Baseball Injury Report

2007 Opening Day Injuries Up 30%!

When the first pitch was thrown in the 2007 season, 108 players were on the disabled list. That’s a 30% increase from last season and the highest total of the last six years. Back in 2002, 100 players began the year on the DL.

Season             #  of Players on DL
2007                            108
2006                             75
2005                             87
2004                             88
2003                             81
2002                            100

After four seasons in the range of 75-88 players on the DL on Opening Day, why the 30% increase? There isn’t a high number of Rule 5 types landing on the DL due to phantom injuries.

We haven’t seen a rash of one type of injury. How about teams with great track records at keeping players off the DL, maybe the odds finally caught up with them? The Chicago White Sox, the number-one ranked team in fewest DL days the past five seasons, has just one player on the DL, catcher Tony Hall.

The Oakland A’s were #2 in the five-year study and they have three, their highest total to start the year in the past six seasons. But that isn’t a high number.

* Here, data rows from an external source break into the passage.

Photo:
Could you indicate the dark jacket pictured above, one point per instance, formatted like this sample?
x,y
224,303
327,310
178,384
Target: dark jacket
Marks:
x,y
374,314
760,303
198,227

Houston was third and the Astros began the year with just two players on the disabled list. Simply put, the teams with a history of having a long list of injuries still are losing players to the DL at a high rate.

What does history tell us? Back in 2002, 100 players began the season on the DL. By the end of the season major league teams had made 441 DL moves. That number last season was 414, just 6% fewer total moves when we compare the two seasons. Even when there are fewer DL moves made at the beginning of the season, the total amount doesn’t change drastically. We couldn’t find a trend or reason that would explain why so many players started this year on the DL. Baseball is a game of cycles and 2007 looks like it will be an injury-filled season if the cycle continues this season.

Bartolo Colon (RHP, LAA)

Colon worked four rehab innings Thursday night and looked sharp, according to Angels sources at the game. His control and command were good for a pitcher who has had as long a layoff as he did. The one surprising note from the outing is the report that he was clocked at 95 MPH with a couple of his pitches! Considering he’s coming off a torn rotator cuff, this indicates that he’s regaining a lot of the shoulder strength he lost with the injury the past two years.

Colon is scheduled to make a start at Single-A, then another at Triple-A before being activated. If he handles those two outings without any setbacks, the Angels believe he could be ready to start for them somewhere around April 20. It’s easy to get caught up in all of the positive reports regarding his shoulder. The facts are that he had some serious damage to his shoulder, and he isn’t over the hump by any means. He’s still a longshot to remain healthy and be a productive starter this season.

Freddy Garcia (RHP, PHI)

The Phillies were encouraged by Garcia’s rehab outing on Thursday night in Florida. There weren’t any signs of the strained right biceps muscle that landed him on the disabled list at the start of the season. The plan is to have Garcia pitch one more time (on Tuesday, April 10), then activate him. He’s on pace to be activated and start on April 16. Considering how much throwing he missed in Spring Training, he shouldn’t be anything but a five-inning starter when he first returns.

Tom Gordon (RHP, PHI)

Gordon is throwing strikes and has pretty good velocity on his fastball so far. What he is missing is the command on his pitches. This is likely due to the soreness and stiffness he had in the forearm/elbow region early in spring training. The home run he allowed in his latest outing was a hanging breaking ball, one of the few he’s thrown early on. The key to watch with Gordon is his velocity and his breaking ball. If he struggles with his trademark curveball on a regular basis, it may signal that his elbow and forearm muscles may be hurting him more than we’re being told.